Figure 5. Cr(VI) induces phosphorylation of STAT3 in the nucleus

Immunofluorescence confocal microscopy was used to confirm that Cr(VI) increases nuclear levels of phosphorylated STAT3. BEAS 2B cells grown on coverslips or pHBE cells grown on transwell membranes in air/liquid interface cultures were exposed to 5 μM Cr(VI) (72 h) or to 0.01 μg/ml of IL-6 (30 min). Following fixation and permeabilization, cells were immunostained with antibodies against either pY-STAT3 or total STAT3 (green), as described in the Materials and methods section. (B, D) These Figures show (A) and (C) merged with images of the nuclei stained with TO-PRO3 (blue). These results were from three independent experiments performed in duplicate.

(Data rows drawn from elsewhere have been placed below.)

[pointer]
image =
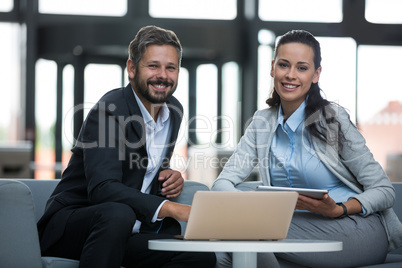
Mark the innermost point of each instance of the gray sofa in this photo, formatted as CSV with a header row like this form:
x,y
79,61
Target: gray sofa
x,y
22,203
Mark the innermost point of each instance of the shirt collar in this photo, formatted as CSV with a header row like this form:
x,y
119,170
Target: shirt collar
x,y
163,115
295,119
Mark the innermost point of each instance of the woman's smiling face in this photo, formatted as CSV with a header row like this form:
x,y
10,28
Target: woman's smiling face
x,y
293,71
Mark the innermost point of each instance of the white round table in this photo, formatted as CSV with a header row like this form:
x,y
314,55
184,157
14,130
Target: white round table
x,y
245,252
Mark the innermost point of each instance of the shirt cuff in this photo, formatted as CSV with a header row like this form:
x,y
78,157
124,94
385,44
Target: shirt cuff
x,y
155,217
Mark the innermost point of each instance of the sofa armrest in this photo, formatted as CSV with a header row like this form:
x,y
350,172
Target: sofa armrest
x,y
19,241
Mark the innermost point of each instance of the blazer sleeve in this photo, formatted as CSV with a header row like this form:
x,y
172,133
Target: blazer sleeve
x,y
108,148
243,160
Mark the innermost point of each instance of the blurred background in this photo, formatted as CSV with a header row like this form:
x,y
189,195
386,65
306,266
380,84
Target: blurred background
x,y
57,58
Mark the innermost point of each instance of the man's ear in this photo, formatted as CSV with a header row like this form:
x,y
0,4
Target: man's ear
x,y
130,68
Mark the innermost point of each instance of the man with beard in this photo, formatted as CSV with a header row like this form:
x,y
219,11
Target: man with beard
x,y
114,195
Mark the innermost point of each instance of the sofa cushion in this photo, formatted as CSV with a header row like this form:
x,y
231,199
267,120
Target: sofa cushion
x,y
19,242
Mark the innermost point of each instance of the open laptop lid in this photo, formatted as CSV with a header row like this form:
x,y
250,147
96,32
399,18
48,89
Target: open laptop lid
x,y
240,215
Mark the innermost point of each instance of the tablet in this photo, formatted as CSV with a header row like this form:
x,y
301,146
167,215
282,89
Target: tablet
x,y
313,193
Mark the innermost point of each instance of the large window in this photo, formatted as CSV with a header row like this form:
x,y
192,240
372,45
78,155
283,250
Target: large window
x,y
207,106
45,105
99,79
303,11
193,9
384,11
84,7
10,77
6,5
379,104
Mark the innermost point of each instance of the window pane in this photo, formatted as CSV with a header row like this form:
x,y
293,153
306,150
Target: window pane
x,y
338,76
230,105
264,77
193,9
6,5
84,7
45,112
68,114
296,10
10,76
206,115
380,105
383,11
99,79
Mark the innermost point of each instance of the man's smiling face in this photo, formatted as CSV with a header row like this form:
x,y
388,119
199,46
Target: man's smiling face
x,y
156,78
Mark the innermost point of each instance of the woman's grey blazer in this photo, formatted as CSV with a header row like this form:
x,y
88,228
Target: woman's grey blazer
x,y
354,164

Figure 6. Cr(VI) induces STAT3-dependent transactivation and IL-6 mRNA levels

(A) BEAS 2B cells were transfected with pSTAT3-luc. After 24 h, cells were treated with 5μM Cr(VI) for either 24 or 48 h. Luciferase activity in cell lysates was then measured and results are reported as means±S.D. in relative light units (RLU) for three separate experiments. **Significance at P<0.01. (B) BEAS 2B grown under normal culture conditions and pHBE cells cultured in transwells under an air/liquid interface were incubated in the presence or absence of 5 μM Cr(VI) for 72 h. Total RNA was then collected and assayed for IL-6 or β-actin mRNA levels using quantitative real-time RT–PCR. The results are reported as means±S.D. of fold change from respective controls to account for differences in basal levels in IL-6 mRNA between the two cell types and culture conditions. Statistical differences are designated by *P<0.05 and **P<0.01 (n=3 for BEAS 2B cells and n=4 for pHBE cells).

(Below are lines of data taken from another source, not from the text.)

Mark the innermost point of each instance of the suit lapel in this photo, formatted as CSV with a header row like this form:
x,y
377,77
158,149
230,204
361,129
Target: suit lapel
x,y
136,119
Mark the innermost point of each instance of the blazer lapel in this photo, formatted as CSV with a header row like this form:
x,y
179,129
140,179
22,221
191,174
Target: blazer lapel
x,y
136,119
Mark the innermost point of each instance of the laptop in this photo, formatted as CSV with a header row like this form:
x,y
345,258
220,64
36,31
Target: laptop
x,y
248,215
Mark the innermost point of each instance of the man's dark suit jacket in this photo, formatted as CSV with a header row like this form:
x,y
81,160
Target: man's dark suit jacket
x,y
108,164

Figure 7. Lck is required for full Cr(VI)-stimulated STAT3 phosphorylation

(A) BEAS 2B cells at 70–80% confluence were transiently transfected with plasmids containing either pRK5 or dominant-negative (dn) JAK2. After 24 h, cells were exposed to Cr(VI) (5 μM) for 72 h or to 0.01 μg/ml of IL-6 for 30 min prior to the end of the experiment. Western-blot analysis was performed on 30 μg of total cell lysate. (B) BEAS 2B cells were transiently transfected with various amounts of siRNA specific to human Lck. Total cell lysates were obtained after 96 h and Lck and β-actin protein was measured by Western-blot analysis. (C) BEAS 2B cells were transiently transfected with 200 nM siRNA specific to human Lck or non-specific, random siRNA (NS). After 72 h, cells were exposed to Cr(VI) (5 μM) for an additional 72 h. IL-6 (0.01 μg/ml) was added for 30 min prior to the end of the experiment. Nuclear proteins were extracted at the end of the experiments and probed for pY-STAT3 and β-actin by Western-blot analysis. The results are representative of three separate experiments.